23/04/2026
Mantenere percentuali adeguate di nutrienti nella propria alimentazione è fondamentale per avere un buono stato di salute.
Secondo le linee guida, e come abbiamo imparato ormai a conoscere, i nutrienti dovrebbero essere rappresentati in queste percentuali:
- Carboidrati: 45 – 60%
- Lipidi: 20 – 35%
- Proteine: 10 – 20%
Muoversi in questi range permette non solo di avere delle diete molto diverse fra loro ma anche di non escludere cibi a priori, non esistono infatti alimenti o nutrienti “proibiti”. Ricordiamo che la diversità e la mancanza di restrizioni sono caratteristiche fondamentali per far sì che qualcosa sia sostenibile nel lungo termine, nessuno infatti mangerebbe sempre le stesse cose tutti i giorni (…nessuno a parte i palestrati alle prime armi).
Ovviamente è possibile anche sforare da queste percentuali.
Diete come la Zona o la Chetogenica, ad esempio, hanno delle percentuali diverse da queste eppure sono lo stesso molto in voga.

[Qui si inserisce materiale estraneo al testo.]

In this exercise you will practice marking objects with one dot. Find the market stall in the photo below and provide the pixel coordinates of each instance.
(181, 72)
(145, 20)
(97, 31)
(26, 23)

Qui il discorso cambia. Abbiamo appena detto che è possibile non rientrare in questi limiti, ma dobbiamo chiederci sempre per quale motivo lo facciamo: qual è il nostro obiettivo? Per quanto tempo dobbiamo portare avanti questa dieta? E’ sopportabile in termine di appetito?
Fino a quando dobbiamo portare avanti uno schema dietetico per qualche mese per un obiettivo preciso, utilizzare schemi diversi può essere anche un’arma vincente, ma da lì a consigliare come stile di vita diete con range molto distanti da quelli citati sopra si può incorrere in più di qualche problema.
Ad oggi infatti, le linee guida ci dicono che quelli visti prima sono i limiti da seguire per rimanere in un ottimo stato nutrizionale nel lungo termine, senza correre il rischio di carenze o squilibri di qualsiasi tipo.
Senza contare che il discorso delle percentuali è in relazione al proprio fabbisogno energetico: dire di fare una dieta iperproteica e arrivare con le proteine al 90% dei macronutrienti non ha senso se poi durante la giornata si assumono 400 kcal in totale.
Per questo fare il tifo per una dieta in particolare ci fa sempre sorridere: sono diversi i fattori che entrano in gioco e non tutti hanno lo stesso peso. Dare soluzioni assolute si conferma come al solito il percorso peggiore da seguire.